Information collection engines such as the one that helps Amazon customers find products in the Amazon store are often dependent on bipartite graphs that map queries for products. The graphs are typically based on customer behavior: If enough customers carry out the same query, click the link to a product or buy that product, the graph will contain an edge between query and product. A graph of neural network (GNN) can then consume the graph and predict edges corresponding to new queries.
This approach has two disadvantages. One is that most products in the Amazon store belong to the long tail of items that are rarely searched for, which means they do not have enough associated data to make GNN training reliable. Conversely, when handling long-tail queries, a GNN tends to match them to popular but probably non-related products simply because they generally have a high click and purchase speed. This phenomenon is known as Removative mixture.
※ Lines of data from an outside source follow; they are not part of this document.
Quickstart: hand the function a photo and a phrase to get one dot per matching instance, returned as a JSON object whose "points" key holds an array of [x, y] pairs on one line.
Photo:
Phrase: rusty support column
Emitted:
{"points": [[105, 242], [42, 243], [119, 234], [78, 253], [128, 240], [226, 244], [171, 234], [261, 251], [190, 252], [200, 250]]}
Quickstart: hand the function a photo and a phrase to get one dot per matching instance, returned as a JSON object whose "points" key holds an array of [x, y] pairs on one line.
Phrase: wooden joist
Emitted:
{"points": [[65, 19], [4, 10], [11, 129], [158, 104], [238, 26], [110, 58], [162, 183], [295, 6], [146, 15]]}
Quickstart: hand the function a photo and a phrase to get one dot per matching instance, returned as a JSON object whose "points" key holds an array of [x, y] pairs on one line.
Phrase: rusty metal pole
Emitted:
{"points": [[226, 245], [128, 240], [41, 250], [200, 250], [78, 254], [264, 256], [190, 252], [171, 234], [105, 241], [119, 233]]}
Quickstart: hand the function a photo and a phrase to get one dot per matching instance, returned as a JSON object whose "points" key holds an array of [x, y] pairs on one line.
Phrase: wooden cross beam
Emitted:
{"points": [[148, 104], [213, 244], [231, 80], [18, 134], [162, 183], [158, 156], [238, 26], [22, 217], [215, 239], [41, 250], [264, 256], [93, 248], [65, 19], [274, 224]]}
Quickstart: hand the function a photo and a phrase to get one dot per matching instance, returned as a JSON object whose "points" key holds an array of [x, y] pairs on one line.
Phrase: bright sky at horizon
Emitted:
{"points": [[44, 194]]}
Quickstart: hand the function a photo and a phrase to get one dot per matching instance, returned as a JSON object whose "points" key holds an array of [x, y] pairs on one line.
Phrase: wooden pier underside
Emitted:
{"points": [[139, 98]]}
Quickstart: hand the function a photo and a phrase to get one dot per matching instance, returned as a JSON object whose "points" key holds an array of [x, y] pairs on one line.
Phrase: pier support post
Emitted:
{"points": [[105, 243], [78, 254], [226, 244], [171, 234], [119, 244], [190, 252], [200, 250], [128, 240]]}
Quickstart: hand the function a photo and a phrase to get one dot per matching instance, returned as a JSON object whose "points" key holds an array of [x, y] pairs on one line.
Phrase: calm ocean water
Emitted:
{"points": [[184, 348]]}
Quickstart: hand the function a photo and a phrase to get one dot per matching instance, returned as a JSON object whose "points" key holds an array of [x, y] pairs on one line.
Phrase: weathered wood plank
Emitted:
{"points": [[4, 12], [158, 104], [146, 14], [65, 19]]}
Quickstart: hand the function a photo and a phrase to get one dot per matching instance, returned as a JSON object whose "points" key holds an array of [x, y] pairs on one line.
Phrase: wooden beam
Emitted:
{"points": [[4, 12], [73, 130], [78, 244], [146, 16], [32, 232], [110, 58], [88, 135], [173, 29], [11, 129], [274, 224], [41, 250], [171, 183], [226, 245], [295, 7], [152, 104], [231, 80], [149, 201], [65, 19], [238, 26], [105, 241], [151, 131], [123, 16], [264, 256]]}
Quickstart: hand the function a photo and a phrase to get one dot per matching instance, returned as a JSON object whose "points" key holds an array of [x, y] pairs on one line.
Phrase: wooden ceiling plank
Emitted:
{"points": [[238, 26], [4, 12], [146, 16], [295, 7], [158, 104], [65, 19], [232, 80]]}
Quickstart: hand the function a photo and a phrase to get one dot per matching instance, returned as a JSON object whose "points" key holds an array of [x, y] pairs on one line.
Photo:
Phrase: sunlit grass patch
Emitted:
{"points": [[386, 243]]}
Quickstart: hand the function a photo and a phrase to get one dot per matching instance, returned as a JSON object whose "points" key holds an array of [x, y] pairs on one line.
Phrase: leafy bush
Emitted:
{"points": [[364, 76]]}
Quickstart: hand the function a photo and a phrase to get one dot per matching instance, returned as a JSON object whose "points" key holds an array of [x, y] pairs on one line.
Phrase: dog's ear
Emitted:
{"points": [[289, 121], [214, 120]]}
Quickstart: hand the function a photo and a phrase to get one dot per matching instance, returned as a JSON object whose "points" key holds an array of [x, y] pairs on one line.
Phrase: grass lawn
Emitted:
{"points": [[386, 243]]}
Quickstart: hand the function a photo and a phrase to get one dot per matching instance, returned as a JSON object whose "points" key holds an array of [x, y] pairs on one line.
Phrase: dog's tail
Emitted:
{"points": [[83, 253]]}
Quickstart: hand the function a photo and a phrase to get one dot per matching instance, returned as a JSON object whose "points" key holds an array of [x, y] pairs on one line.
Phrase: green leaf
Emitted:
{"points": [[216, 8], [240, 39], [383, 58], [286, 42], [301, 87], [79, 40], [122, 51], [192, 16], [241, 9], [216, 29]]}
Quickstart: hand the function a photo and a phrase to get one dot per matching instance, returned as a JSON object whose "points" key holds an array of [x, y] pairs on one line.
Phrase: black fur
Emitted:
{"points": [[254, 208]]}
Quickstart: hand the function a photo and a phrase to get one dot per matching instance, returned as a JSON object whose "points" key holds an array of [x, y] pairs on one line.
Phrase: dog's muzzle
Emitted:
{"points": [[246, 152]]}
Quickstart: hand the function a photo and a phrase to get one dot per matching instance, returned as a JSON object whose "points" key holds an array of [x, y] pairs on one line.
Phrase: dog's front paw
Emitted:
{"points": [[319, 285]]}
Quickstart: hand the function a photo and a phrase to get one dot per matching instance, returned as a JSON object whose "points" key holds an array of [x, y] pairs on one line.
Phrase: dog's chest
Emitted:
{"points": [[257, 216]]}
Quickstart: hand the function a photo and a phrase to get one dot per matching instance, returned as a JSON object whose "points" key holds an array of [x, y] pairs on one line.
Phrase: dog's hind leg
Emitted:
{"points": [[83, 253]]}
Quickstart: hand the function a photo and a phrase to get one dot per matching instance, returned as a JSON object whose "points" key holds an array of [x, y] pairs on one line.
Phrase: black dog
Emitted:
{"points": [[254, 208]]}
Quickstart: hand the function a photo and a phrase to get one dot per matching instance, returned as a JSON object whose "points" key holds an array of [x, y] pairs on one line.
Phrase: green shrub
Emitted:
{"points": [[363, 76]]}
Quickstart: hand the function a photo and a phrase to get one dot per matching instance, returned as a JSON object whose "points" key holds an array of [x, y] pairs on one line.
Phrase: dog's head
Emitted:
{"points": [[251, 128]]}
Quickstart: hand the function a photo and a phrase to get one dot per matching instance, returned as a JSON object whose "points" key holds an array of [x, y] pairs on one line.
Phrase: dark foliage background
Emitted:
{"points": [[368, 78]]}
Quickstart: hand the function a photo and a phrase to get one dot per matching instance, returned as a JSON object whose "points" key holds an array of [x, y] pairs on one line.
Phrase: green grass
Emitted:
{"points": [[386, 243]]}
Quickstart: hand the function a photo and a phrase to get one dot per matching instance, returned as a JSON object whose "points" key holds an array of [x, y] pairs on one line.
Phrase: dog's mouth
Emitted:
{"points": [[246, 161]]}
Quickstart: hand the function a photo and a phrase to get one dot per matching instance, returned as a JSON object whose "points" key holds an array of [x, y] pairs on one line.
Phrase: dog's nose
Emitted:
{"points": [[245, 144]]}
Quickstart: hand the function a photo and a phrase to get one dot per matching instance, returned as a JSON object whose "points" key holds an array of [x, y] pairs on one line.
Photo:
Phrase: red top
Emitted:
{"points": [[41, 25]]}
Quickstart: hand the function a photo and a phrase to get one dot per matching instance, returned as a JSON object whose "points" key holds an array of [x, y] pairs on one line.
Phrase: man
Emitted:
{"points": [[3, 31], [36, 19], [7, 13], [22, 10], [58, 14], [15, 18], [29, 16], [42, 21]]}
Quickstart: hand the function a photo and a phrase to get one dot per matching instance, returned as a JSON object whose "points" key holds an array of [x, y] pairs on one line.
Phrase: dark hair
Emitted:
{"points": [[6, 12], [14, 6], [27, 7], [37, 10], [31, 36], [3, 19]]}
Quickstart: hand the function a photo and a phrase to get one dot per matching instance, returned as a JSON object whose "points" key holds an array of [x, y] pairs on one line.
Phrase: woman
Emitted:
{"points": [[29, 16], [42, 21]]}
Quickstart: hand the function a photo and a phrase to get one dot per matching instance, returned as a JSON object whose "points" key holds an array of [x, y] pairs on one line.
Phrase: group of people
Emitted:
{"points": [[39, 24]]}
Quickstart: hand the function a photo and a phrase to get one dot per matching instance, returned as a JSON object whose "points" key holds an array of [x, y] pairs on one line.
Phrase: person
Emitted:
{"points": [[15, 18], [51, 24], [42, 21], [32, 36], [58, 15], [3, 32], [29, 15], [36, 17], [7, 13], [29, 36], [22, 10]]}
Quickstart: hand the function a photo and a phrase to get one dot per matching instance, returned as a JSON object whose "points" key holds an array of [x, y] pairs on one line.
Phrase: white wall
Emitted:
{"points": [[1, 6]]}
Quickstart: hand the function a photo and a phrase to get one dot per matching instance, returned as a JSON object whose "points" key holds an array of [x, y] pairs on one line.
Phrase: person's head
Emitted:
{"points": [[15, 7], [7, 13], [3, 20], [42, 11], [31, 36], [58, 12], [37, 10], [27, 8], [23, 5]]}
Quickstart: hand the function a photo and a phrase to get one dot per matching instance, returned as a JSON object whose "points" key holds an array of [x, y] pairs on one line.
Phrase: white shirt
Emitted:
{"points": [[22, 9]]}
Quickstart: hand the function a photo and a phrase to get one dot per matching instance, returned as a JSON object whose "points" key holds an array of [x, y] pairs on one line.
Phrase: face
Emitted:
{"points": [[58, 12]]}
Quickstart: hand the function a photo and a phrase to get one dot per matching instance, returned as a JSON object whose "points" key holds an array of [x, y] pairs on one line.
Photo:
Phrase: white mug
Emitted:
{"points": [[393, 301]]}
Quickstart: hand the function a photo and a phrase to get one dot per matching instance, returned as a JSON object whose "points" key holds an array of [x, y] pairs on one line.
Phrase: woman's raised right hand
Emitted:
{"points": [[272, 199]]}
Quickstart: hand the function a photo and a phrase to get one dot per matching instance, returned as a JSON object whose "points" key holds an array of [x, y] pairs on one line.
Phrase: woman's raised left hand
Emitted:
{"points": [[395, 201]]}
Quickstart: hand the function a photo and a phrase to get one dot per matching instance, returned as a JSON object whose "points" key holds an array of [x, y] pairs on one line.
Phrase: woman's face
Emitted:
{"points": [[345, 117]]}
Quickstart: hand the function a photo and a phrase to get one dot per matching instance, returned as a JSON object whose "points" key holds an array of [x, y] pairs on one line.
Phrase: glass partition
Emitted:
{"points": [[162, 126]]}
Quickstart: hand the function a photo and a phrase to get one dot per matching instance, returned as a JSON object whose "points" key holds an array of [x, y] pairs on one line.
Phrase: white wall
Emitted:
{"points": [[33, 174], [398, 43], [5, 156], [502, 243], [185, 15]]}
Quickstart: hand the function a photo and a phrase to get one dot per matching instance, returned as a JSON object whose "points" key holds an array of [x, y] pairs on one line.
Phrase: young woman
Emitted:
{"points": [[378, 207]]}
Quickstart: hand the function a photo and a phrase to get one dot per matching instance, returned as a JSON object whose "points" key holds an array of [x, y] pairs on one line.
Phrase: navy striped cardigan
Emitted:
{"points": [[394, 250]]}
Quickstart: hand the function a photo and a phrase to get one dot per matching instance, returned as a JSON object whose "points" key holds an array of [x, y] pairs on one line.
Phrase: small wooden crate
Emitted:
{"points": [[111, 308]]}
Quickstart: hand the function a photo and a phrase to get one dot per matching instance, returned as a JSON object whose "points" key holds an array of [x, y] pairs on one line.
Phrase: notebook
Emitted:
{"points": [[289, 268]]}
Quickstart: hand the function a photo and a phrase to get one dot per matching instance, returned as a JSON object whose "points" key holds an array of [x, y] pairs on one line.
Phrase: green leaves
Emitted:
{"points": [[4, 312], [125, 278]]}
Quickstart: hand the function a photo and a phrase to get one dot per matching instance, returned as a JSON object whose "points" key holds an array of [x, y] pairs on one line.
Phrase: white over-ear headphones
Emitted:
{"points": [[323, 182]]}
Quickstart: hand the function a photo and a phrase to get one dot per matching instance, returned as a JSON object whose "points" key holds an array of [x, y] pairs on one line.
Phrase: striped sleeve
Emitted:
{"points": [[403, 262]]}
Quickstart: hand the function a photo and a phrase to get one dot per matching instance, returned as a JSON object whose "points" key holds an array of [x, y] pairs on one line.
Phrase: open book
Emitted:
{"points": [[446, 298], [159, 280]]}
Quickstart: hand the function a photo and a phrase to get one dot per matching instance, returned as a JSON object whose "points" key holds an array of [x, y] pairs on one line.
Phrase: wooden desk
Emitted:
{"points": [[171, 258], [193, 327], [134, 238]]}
In a paper we presented at the ACM conference on the Web Search and Data Mining (WSDM), we solve both of these problems by increasing Bipartite request product graph with information about what products customers tend to look at during the same online shopping sessions. The idea is that knowing what types of products are related to each other can help GNN generalize from high frequency to low -frequency queries.
To capture the information about product conditions we use a Hypergrapha generalization of the graph structure; Where an edge in an ordinary graph connects exactly two nodes, an edge in a hypergraf can connect several nodes. Other information collection methods have used productivity to improve performance, but modeling of productability with the hypergrafen allows us to use GNNs for prediction so that we can utilize the added structure available in data graphic representations.
In Tests, we compared our approach to someone who only uses GNNs on a bipartite graph and found that the addition of the hypergrafen improved the average mutual rank of the results that assigns a higher score, the closer the correct answer is on the top of a ranked list, with almost 25% and recall score measuring the percentage of the correct answers that are repaid, with more than 48%.
Two-channel architecture
GNNs produce vector representations or embedders of individual graphs that capture information about their neighbors. The process is iterative: The first embedding only captures information about the object associated with the node – in our case product descriptions or query semantics. The second embedding combines the first embedding with them from the nod’s closest neighbors; The third embedding extends the Node’s neighborhood with a jump; And so on. Most applications use one or two-hop deposits.
The embedding of a hypergraf changes this procedure slightly. The first iteration, as in standard cases, embedes each of the product nodes individually. The other iteration creates a embedding for the whole hyperge. The third iteration then produces an embedding for each nodule that factors in both its own content of content and embedders of all the hyperedges it touches.
The architecture of our model has two channels, one for the inquiry topic bipartite graph and one for the product topic hypergraf. Each is transferred to its own gnn (a graphomic convolution network), giving a embedding for each knot.
During training, an attention mechanism learns how much weight he has to give the embedding produced by each channel. For example, a regular inquiry with a few popular affiliated products may be well represented by standard GNN gnawing of the bipartite graph. A rarely purchased item, on the other hand, associated with a few different queries, can benefit from greater weighting of the hypergraf injury.
To maximize the quality of our model’s predictions, we also experimented with two different unattended prior methods. One is a contrasting learning method where GNN is fed with pairs of training examples. Some are positive couples whose embedders should be as similar as possible and others are negative couples whose embedders should be as different as possible.
After existing practice, we produce positive couples by randomly erasing edges or nodes on a source graph so that the resulting graphs are the same but not identical. Negative couples pair the source graph with another, random graph. We extend this procedure to the hypergrafen and ensure consistency between the two channel training data; E.g. Deleted a knot that has been deleted from one channel’s input, also from the other channel.
We also experiment with droping, a procedure where in successive training poker slightly different versions of the same graph, with a few edges, randomly fell. This prevents over -consuming and over -consumption as it encourages GNN to learn more abstract representations of its input.
Pretraining dramatically improves the quality of both our two-channel model and baseline gnn. But it also increases the discrepancy between the two. That is, our approach of itself sometimes only provides a modest improvement over the baseline model. But our approach to prior, the baseline model exceeds prior to a larger margin.